Organizations can also focus on their tabletop drills — going through theoretical scenarios and developing responses. Tabletop drills are important because they illustrate potential choke points or potential single points of failure in a response process. What they don’t do is actually give you the muscle memory of what it takes to respond to a scenario in real-time.

For example, a tabletop drill might suggest replacing a compromised asset in four minutes — but that’s not accounting for the real world, in which it might take ten minutes just to find an IT staff member, and then there’s an additional ten-minute walk for that individual to get to the compromised asset.
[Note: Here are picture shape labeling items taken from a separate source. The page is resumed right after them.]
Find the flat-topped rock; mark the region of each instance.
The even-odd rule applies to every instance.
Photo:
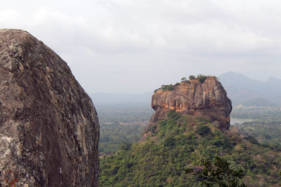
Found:
[[[0,110],[2,186],[98,186],[91,99],[66,62],[22,30],[0,29]]]

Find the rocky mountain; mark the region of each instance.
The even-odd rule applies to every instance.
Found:
[[[174,85],[171,90],[159,90],[152,95],[151,106],[155,112],[145,128],[144,137],[171,110],[207,118],[222,131],[230,126],[231,101],[215,77],[207,77],[202,83],[198,79],[183,81]]]
[[[67,63],[29,33],[0,29],[2,186],[97,186],[99,123]]]
[[[263,82],[235,72],[222,74],[219,80],[235,106],[245,102],[256,106],[281,104],[281,80],[270,77]]]

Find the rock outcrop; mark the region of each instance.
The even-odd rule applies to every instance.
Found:
[[[150,133],[150,127],[166,117],[171,110],[181,113],[204,116],[222,131],[230,126],[231,101],[216,77],[207,77],[201,83],[197,79],[184,81],[173,86],[172,90],[157,90],[152,99],[155,111],[143,136]]]
[[[1,186],[98,186],[94,106],[66,62],[22,30],[0,29],[0,110]]]

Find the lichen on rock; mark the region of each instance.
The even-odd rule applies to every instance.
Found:
[[[216,77],[208,76],[183,81],[173,86],[171,90],[157,90],[151,106],[155,111],[147,125],[142,140],[151,133],[152,125],[164,119],[170,111],[182,114],[204,116],[222,131],[228,130],[232,111],[230,99]]]
[[[99,123],[66,62],[29,33],[0,29],[0,183],[97,186]]]

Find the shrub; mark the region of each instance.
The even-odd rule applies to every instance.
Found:
[[[183,77],[183,78],[181,79],[181,81],[188,81],[188,80],[186,79],[185,77]]]
[[[201,136],[208,134],[209,132],[210,128],[206,125],[199,125],[196,131],[196,132]]]

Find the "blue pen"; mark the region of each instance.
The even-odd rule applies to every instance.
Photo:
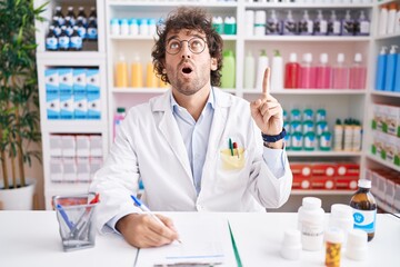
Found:
[[[62,217],[62,219],[66,221],[68,228],[70,228],[70,230],[73,228],[73,224],[69,220],[68,215],[66,214],[66,210],[62,208],[62,206],[60,204],[57,205],[57,209],[60,211],[60,215]]]
[[[131,195],[131,198],[133,199],[133,202],[146,214],[150,215],[151,218],[153,218],[157,222],[159,222],[162,226],[166,226],[159,217],[157,217],[144,204],[142,204],[137,197]],[[182,243],[180,239],[178,239],[179,243]]]

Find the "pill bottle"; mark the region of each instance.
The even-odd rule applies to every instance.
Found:
[[[304,197],[298,210],[298,229],[303,250],[316,251],[322,247],[324,211],[321,205],[320,198]]]
[[[358,187],[359,189],[350,200],[350,206],[353,208],[354,228],[367,231],[368,241],[370,241],[376,230],[377,201],[370,192],[370,180],[359,179]]]

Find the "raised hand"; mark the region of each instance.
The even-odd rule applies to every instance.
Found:
[[[276,98],[270,95],[270,68],[264,71],[262,95],[250,103],[251,116],[260,130],[269,136],[279,135],[283,127],[283,110]]]

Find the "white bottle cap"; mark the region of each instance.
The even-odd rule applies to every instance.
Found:
[[[331,216],[336,218],[352,219],[352,208],[344,204],[333,204],[331,206]]]
[[[256,11],[256,18],[254,18],[254,24],[266,24],[267,14],[264,10],[257,10]]]
[[[356,62],[361,62],[362,61],[362,55],[361,53],[356,53],[354,61]]]
[[[352,229],[348,234],[346,256],[350,259],[362,260],[368,255],[368,235],[361,229]]]
[[[341,244],[344,239],[344,234],[342,229],[338,227],[330,227],[328,228],[328,230],[324,231],[323,237],[324,240],[328,243]]]
[[[344,53],[338,53],[338,63],[344,62]]]
[[[328,53],[321,53],[320,55],[320,62],[321,63],[328,63]]]
[[[297,62],[297,53],[290,53],[289,61],[290,62]]]
[[[303,55],[303,61],[311,63],[312,62],[312,53],[304,53]]]
[[[286,259],[296,260],[300,258],[301,253],[301,234],[297,229],[284,231],[281,256]]]
[[[362,188],[371,188],[371,180],[359,179],[358,186]]]
[[[303,197],[302,206],[304,209],[318,209],[322,206],[322,200],[316,197]]]

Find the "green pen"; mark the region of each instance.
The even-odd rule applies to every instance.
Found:
[[[229,149],[231,150],[231,156],[233,156],[233,144],[232,139],[229,138]]]

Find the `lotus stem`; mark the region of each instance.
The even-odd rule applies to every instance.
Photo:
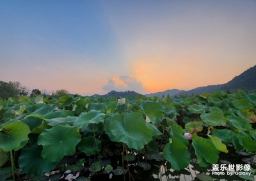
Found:
[[[10,156],[11,157],[12,178],[13,179],[13,180],[15,180],[15,177],[14,175],[15,165],[14,165],[14,161],[13,161],[13,156],[12,154],[12,150],[10,151]]]

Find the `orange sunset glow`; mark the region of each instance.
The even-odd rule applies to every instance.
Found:
[[[0,2],[0,80],[141,94],[224,83],[255,64],[255,1]]]

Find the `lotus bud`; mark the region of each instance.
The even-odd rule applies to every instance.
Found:
[[[192,140],[192,134],[189,133],[185,133],[184,136],[189,140]]]
[[[117,102],[120,105],[124,105],[125,103],[125,98],[118,99]]]

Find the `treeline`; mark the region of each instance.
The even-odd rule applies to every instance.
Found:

That just added 20 minutes per device times 400 devices affected, which suddenly creates a massive, unaccounted-for problem.

Health care institutions that are doing security right are collaborating with the security operations team to develop their emergency management functions, bringing together security response and operations continuity.

“Leveraging solutions in this space, like those that Armis provides, helps health care organizations identify very quickly where their weak points are, and they can then take that information and map it to how they deliver care,” Sehgal explains.

Setting priorities for risk management

Sehgal notes that security solutions are very good at letting people know what they have and what’s wrong with it, but don’t automatically know what’s important. Which specialties are important from a revenue perspective for a health system? Which ER workflow is more important?

“Every health system has their risk tolerance with regard to what they can live with and without in the context of how they provide care,” Sehgal says. “That’s not an IT solution problem. That’s a process problem that needs to be addressed.”

To help manage priorities, an organization can identify a manageable scope, isolating and focusing on a specific area, a specific specialty, or a specific project. That helps them adjust to the new reality of securing more than just IT assets, from a process perspective and a workforce training perspective as well. From there, they can have the conversation inside the appropriate clinical and enterprise risk management teams in the hospital environment, to have what Sehgal calls “an introspectively honest conversation” about the capacity of the organization in terms of dealing with incidents.

“They should ask what are the thresholds for downtime and data loss we as an organization deal with and for how long,” says Sehgal. “Plus, which partners can they work with to make sure they have the help they need when things go awry.”